In relation to the guidance on acquired outsourcing agreements, the Staff agree with the suggestion to include an example illustrating how the guidance on outsourcing agreements can be applied. There were a couple of niche requests that the Staff rejected on cost/benefits grounds or that the suggestion is inconsistent with the proposed amendments.

5. Illustrative examples

The respondents were generally supportive of these examples. Suggested improvements include alignment with the FASB’s examples, as well as re-drafting to help clarify the understandability and consistency of the examples.

The Staff agree with the respondents’ suggestions and recommended the same to the Board.

6. Goodwill

Most respondents agreed with the proposal to specify that presence of an insignificant amount of goodwill did not mean that the acquired assets should automatically be considered a business.

A few respondents observed that the reference to the presence of goodwill as an indicator that an acquiree constituted a business might not be consistent with the new guidance on substantive process. They believe that this test has limited conceptual merit. Since the determination of whether goodwill is present is performed after the determination of whether a transaction is a business, its use as an indicator that an acquiree is a business would be circular. These respondents suggested clarifying this potential inconsistency, or deleting the presence of goodwill as a separate indicator.

The Staff agree that the use of goodwill as a separate indicator may create more confusion than benefits. They recommended that the Board remove this indicator from the final amendments.

7. Convergence with the FASB ASU

Most respondents recommended that the wording of the Board’s proposals be aligned with that of the FASB’s related amendments published in January 2017 to the extent that the two boards had reached converged conclusions.

The Staff believe that convergence with the FASB’s amendments, albeit important, should not be a determinative factor when determining whether to accept or reject a comment.

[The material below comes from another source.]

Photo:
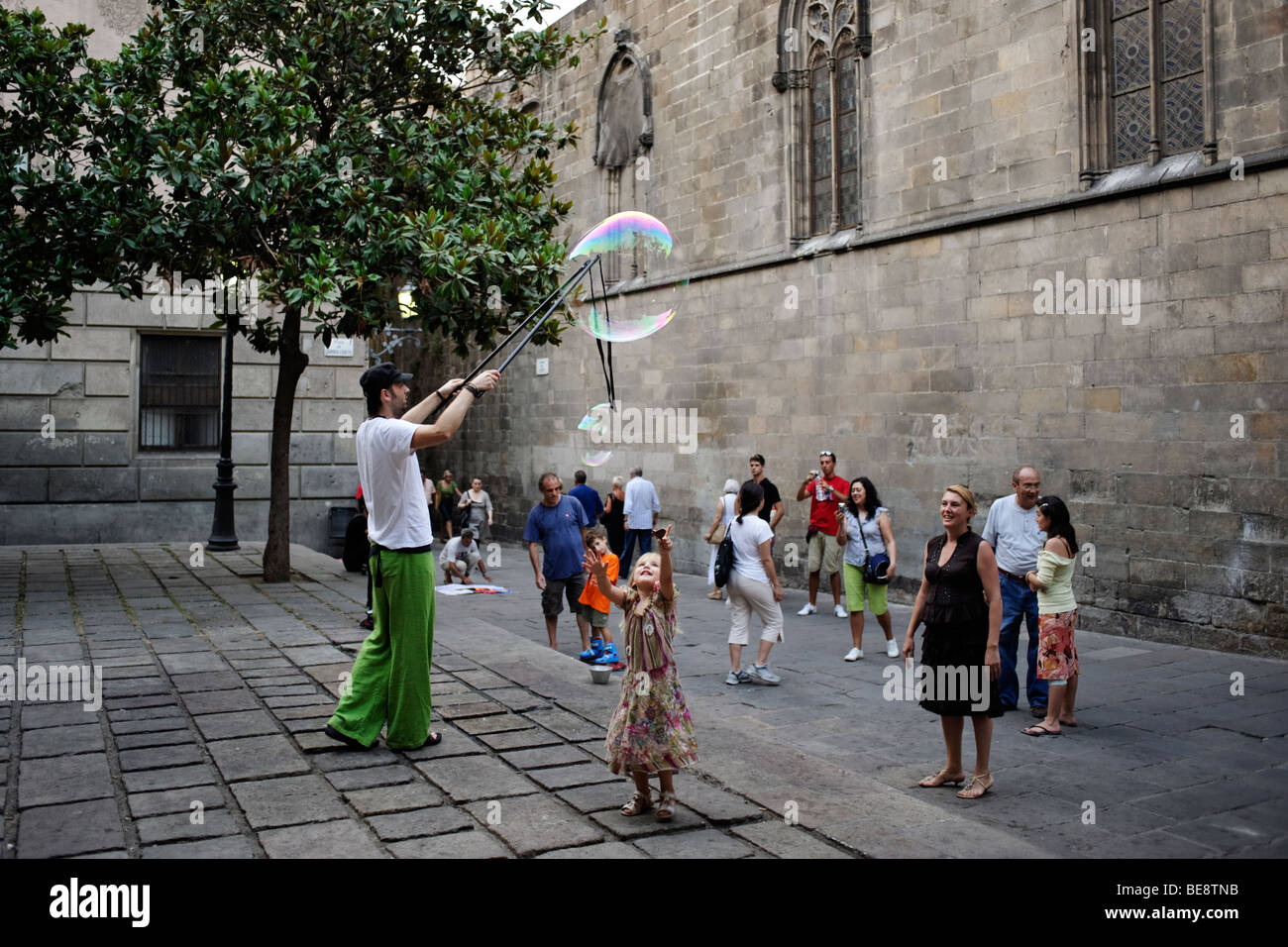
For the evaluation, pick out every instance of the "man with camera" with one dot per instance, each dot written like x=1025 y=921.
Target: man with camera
x=827 y=492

It should also be noted that apart from the recommendation in point (1) above, all the other proposed changes are either inconsistent with, or are not included in, the FASB’s related amendments. The Staff plan to present a comparison between the IASB’s proposed amendments to IFRS 3 and the FASB’s related amendments at a future meeting.


The Board approved all the Staff recommendations. Apart from drafting issues, no substantive comments were raised.

A few Board members disagreed with aligning the definition of a business with the revised definition of output. To them, changing a definition (and not just application guidance) such that it is different from the FASB’s definition would warrant re-deliberation. They also believe that as a business incorporates more than just outputs, it is justifiable for a business to scope in more things than outputs. Other Board members disagreed, primarily because the inconsistency arose from Staff oversight and not to fix it would create confusion in practice.

With regard to adding an example to illustrate how the guidance on outsourcing agreements can be applied, the Board cautioned the Staff against adding guidance on whether an outsourced workforce is like an acquired workforce. This is because the Board deliberately provided limited guidance on that aspect during deliberation of the ED.

With regard to the removal of using goodwill as an indicator, most Board members agreed with the removal but a couple of Board members had reservations (once again because of divergence with the FASB’s related amendments). A Board member suggested explaining the reason for removal in the basis for conclusions and that the Board continue to believe the presence of economic goodwill is an indicator that the acquired process is substantive.